Basically (please ignore the dodgy artwork, I'm only trying things out here!), I'm taking a plant leaf, and using an FX-Map to iterate it with a random rotation function. I'm then using another FX-Map to iterate each "plant" with a random size, position and rotation.
This is OK, but the leaf positions of each plant will be the same. I was kind of hoping that I could set up the first FX-Map like this:
...hoping it would generate a new "plant" with random positions which I could then position randomly with the second Quadrant. Of course it doesn't work like that because the input to the quadrant are just a half-sized output from the next node in the chain.
So I guess my question is, how can I generate a new random "plant" each time I place it? Or is this beyond SD's capabilities? My alternative is to duplicate the first FX-Map and keep adding it as inputs to the second one, but that feels messy to me.
Replies
So it's basically exactly what you're doing, except that it's reused a substance, so you only need to do it once and then you're done.

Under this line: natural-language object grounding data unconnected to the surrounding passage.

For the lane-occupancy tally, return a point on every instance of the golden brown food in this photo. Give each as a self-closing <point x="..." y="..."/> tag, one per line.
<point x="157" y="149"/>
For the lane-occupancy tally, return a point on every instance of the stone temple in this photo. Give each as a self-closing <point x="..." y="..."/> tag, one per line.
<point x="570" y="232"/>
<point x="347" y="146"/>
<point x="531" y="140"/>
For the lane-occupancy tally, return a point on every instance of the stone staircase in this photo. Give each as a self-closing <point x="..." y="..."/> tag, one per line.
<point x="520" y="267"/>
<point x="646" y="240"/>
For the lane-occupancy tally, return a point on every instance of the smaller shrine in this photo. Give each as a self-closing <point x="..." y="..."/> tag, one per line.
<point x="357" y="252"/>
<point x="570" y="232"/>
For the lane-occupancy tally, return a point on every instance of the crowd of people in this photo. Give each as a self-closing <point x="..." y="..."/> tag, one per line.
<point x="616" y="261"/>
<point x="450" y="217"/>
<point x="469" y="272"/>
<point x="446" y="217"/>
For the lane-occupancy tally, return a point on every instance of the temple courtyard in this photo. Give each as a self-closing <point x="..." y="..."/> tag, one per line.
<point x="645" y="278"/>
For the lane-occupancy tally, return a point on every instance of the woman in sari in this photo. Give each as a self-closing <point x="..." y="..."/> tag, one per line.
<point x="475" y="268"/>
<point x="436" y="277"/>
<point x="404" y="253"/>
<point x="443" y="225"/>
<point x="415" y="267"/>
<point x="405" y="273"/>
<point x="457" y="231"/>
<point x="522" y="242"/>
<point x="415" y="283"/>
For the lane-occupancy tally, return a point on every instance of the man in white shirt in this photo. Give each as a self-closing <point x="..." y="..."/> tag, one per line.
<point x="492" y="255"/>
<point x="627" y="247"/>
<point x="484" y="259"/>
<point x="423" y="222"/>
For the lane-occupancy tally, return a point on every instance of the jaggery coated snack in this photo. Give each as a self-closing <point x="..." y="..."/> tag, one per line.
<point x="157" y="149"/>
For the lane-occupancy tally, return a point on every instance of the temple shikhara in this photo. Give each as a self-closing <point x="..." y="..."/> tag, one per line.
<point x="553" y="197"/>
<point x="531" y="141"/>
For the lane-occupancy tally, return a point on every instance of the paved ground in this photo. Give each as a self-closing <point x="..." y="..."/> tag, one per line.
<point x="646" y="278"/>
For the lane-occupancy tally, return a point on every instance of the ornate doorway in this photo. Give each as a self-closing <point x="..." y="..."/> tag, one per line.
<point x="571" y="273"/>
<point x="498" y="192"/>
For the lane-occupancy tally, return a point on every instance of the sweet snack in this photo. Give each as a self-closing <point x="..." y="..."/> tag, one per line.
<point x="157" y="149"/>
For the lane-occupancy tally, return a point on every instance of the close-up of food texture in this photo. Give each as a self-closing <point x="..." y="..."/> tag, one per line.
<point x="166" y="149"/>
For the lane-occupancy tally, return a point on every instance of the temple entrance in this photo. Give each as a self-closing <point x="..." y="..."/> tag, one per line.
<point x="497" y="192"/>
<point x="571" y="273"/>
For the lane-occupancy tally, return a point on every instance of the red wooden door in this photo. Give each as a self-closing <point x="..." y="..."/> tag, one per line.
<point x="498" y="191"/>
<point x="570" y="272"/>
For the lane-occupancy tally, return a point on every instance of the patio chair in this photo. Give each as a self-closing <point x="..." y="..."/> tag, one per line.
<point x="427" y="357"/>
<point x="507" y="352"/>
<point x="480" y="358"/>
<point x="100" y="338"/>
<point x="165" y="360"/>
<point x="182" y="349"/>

Generating a new plant for each drawn pattern in the fx-map is not possible.
What you can do is:
- generate multiple variation of the plant (duplicate, change the random seed)
- plug the multiple versions to the fxmap
- in the Quadrant: create a function in the "Input Image Index" to randomly choose between the multiple input
Nicolas
Basically it requires a loop function in the compositing graph, and this is not the easiest thing to implement regarding the current architecture..
But heh, never say never..
That's ok, I don't think there will ever be a situation where I'll need so many variations that I can't just plug in new variations with a different seed, bearing in mind if I'm randomising the scale I can always scale half of them negatively to double up as well. Just wanted to make sure that I couldn't automate it somehow if possible!